Sun. July 4, 2021

Welcome and Announcements

We are incredibly thankful to God for calling us together to worship today in person. We have missed worshipping God together. It has been difficult for us not to feel and enjoy Christ’s presence because two or more could not gather together. We are so excited to see you because in your gathering Christ is present.

Please pray for those who are not able to be here today. Some are still trying to get a second dose of vaccines. Some are still cautious. Many are requiring your prayer to continue in their life. Remember that your prayer is their strength. Keep praying for Hugh and Judy, Judy and Kyle, Bob and Virginia, Wayne and Eva, Doris and many others.

Please remember to support your church as we continue to carry out Christ’s ministry. If you are concerned about Residential Schools etc. please check the church website. We have posted helpful information.
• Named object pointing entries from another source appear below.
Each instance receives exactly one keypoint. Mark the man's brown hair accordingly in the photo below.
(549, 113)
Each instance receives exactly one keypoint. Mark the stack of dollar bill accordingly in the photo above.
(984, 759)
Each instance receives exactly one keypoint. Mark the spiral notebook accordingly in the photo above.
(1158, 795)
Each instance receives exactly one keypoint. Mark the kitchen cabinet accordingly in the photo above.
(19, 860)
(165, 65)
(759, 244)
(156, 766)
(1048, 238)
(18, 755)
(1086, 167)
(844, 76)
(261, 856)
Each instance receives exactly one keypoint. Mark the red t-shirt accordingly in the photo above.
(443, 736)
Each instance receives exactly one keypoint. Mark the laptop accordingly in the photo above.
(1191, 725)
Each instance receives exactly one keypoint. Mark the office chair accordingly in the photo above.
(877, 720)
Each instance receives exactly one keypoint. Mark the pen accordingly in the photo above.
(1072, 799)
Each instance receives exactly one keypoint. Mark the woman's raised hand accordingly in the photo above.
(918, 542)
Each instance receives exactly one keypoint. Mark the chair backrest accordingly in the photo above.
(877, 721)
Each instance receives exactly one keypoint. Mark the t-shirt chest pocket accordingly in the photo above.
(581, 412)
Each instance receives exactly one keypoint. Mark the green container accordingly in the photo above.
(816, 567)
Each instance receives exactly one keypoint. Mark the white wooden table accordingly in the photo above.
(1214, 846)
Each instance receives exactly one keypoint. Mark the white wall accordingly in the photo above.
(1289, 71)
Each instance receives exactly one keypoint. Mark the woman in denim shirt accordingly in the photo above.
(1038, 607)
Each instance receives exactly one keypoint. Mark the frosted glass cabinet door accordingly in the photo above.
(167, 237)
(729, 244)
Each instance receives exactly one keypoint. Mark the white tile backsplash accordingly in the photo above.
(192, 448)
The steadfast love of the Lord (#20)
The steadfast love of the Lord never ceases.
Your mercies never come to an end;
They are new every morning, new every morning:
Great is your faithfulness, O Lord, great is your faithfulness.

Call to Worship:

Leader: The steadfast love of the Lord never ceases.
All: God’s mercies never come to an end.
Leader: the mercies of God are new every morning.
All: Great is your faithfulness, O Lord!

This is the day #78
This is the day, this is the day that the Lord has made, that the Lord has made.
We will rejoice, we will rejoice and be glad in it, and be glad in it.
This is the day that the Lord has made; we will rejoice and be glad in it.
This is the day, this is the day that the Lord has made.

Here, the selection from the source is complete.